He starts by asking an extremely silly question, and that is, whether or not I have written this book for the purpose of giving pleasure to the British child. Having expressed grave doubts on this subject, a subject on which I cannot conceive any fairly educated person having any doubts at all, he proceeds, apparently quite seriously, to make the extremely limited vocabulary at the disposal of the British child the standard by which the prose of an artist is to be judged! Now, in building this House of Pomegranates, I had about as much intention of pleasing the British child as I had of pleasing the British public. Mamilius is as entirely delightful as Caliban is entirely detestable, but neither the standard of Mamilius nor the standard of Caliban is my standard. No artist recognises any standard of beauty but that which is suggested by his own temperament. The artist seeks to realise, in a certain material, his immaterial idea of beauty, and thus to transform an idea into an ideal. That is the way an artist makes things. That is why an artist makes things. The artist has no other object in making things. Does your reviewer imagine that Mr. Shannon, for instance, whose delicate and lovely illustrations he confesses himself quite unable to see, draws for the purpose of giving information to the blind?—I remain, Sir, your obedient servant,
Oscar Wilde.
Boulevard des CAPUCINES, Paris.
PUPPETS AND ACTORS
(Daily Telegraph, February 20, 1892.)
To the Editor of the Daily Telegraph.
Sir,—I have just been sent an article that seems to have appeared in your paper some days ago, {164} in which it is stated that, in the course of some remarks addressed to the Playgoers’ Club on the occasion of my taking the chair at their last meeting, I laid it down as an axiom that the stage is only ‘a frame furnished with a set of puppets.’
Now, it is quite true that I hold that the stage is to a play no more than a picture-frame is to a painting, and that the actable value of a play has nothing whatsoever to do with its value as a work of art.

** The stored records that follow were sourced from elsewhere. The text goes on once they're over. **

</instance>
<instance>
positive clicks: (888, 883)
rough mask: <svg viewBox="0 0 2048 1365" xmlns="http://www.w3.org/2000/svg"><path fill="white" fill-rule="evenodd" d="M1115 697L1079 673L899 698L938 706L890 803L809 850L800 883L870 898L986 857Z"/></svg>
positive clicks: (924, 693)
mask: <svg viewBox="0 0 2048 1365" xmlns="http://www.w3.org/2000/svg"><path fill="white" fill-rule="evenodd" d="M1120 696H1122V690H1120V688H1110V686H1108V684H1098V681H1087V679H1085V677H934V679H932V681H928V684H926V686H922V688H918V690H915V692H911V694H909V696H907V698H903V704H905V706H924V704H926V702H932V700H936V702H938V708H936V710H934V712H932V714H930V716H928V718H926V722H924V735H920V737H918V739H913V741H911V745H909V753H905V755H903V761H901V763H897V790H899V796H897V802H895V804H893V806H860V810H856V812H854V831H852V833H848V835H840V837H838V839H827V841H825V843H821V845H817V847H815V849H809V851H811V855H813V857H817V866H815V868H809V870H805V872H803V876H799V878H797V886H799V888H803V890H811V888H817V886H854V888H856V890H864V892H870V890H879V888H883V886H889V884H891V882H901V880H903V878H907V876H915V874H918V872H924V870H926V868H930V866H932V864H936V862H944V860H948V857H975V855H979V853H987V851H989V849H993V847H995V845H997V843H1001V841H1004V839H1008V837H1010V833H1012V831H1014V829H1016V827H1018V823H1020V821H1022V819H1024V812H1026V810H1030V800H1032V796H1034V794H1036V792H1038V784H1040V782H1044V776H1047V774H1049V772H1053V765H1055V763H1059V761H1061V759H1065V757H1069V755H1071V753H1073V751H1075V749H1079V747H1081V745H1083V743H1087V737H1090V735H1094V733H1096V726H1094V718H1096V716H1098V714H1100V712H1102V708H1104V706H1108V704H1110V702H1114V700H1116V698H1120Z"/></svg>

In this century, in England, to take an obvious example, we have had only two great plays—one is Shelley’s Cenci, the other Mr. Swinburne’s Atalanta in Calydon, and neither of them is in any sense of the word an actable play. Indeed, the mere suggestion that stage representation is any test of a work of art is quite ridiculous. In the production of Browning’s plays, for instance, in London and at Oxford, what was being tested was obviously the capacity of the modern stage to represent, in any adequate measure or degree, works of introspective method and strange or sterile psychology. But the artistic value of Strqfford or In a Balcony was settled when Robert Browning wrote their last lines. It is not, Sir, by the mimes that the muses are to be judged.